To obtain ordered determination of fluorescently labeled amino acids, we needed a molecular probe that can scan a peptide in a processive manner. We adopted a naturally existing molecular machinery, the AAA+ protease ClpXP from Escherichia coli. The ClpXP protein complex is an enzymatic motor that unfolds and degrades protein substrates. ClpX monomers form a homohexameric ring (ClpX6) that can exercise a large mechanical force to unfold proteins using ATP hydrolysis (11, 12). Through iterative rounds of force-generating power strokes, ClpX6 translocates substrates through the center of its ring in a processive manner (13, 14), with extensive promiscuity toward unnatural substrate modifications, including fluorescent labels (1517). Protein substrates are recognized by ClpX6 when they display specific disordered sequences, such as the 11-aa C-terminal ssrA tag (18). ClpX6 targets substrates for degradation by feeding them into ClpP14, a homotetradecameric protease that contains 14 cleavage sites and self-assembles into a barrel-shaped complex that encloses a central chamber (19).

Results

Single-Molecule Fingerprinting Platform.

To immobilize ClpXP (ClpX6P14) for single-molecule imaging, we biotinylated ClpX6 and bound ClpX6P14 to a PEG-coated quartz surface through biotin–streptavidin conjugation (Fig. 1A). A combination of total internal reflection fluorescence microscopy (TIRF) and alternating laser excitation (ALEX) imaging (20, 21) was used to monitor individual ClpXP complexes bind, translocate, and degrade dye-labeled substrates in real time.

Fig. 1.

Fig. 1.

Single-molecule observation of ClpXP translocation. (A) Schematics of the single-molecule fingerprinting platform. Donor-labeled ClpXP is immobilized on a PEG-coated slide via biotin–streptavidin conjugation. ClpX6 recognizes an acceptor-labeled substrate (K-38-CCy5-ssrA, Table S1) and translocates it into the ClpP14 chamber, upon which FRET occurs. (B) A typical fluorescence time trace. (i) The donor signal is from Cy3-labeled ClpXP (Top trace) upon green excitation (532 nm). (ii, green box) The sudden appearance of acceptor signal (time ∼16 s) during acceptor-direct excitation with red (633 nm) reports on binding of acceptor-labeled substrate to ClpXP (Middle trace). (iii, red box) The high FRET (time ∼17 s) reports on the presence of the substrate in ClpP14 (Top and Bottom traces). (iv) Loss of fluorescence signal indicates the release of the substrate. The arrow at time ∼40 s indicates the photobleaching of Cy3. (C) FRET distribution of stage iii (n = 239). (D) Dwell time distribution of stage iii (n = 239).

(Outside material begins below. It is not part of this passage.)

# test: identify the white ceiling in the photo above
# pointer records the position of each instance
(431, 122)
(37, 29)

To detect the progression of fluorescently labeled amino acids through the ClpX6 pore with nanometer-scale accuracy, we employed FRET (Förster resonance energy transfer) (2224). We used two different types of model substrates for fingerprinting— short synthetic peptides and a small protein (the titin I27 domain). These substrates were labeled with acceptor fluorophores and were also appended with the ssrA tag. We constructed a FRET scanner by adding a fluorophore (donor) to the ClpP14 chamber (Fig. 1A). We introduced cysteines to the Q48 residue of ClpP (ClpPQ48C), A139 (ClpPA139C), or F31 (ClpPF31C), labeled them with maleimide-functionalized fluorophores (Fig. S1A), and evaluated the suitability for FRET-based substrate detection. ClpPQ48C and ClpPA139C showed higher FRET than ClpPF31C (Fig. S1B). Among the first two, ClpPQ48C was chosen for our final scanner due to its higher efficiency of fluorophore labeling (Methods).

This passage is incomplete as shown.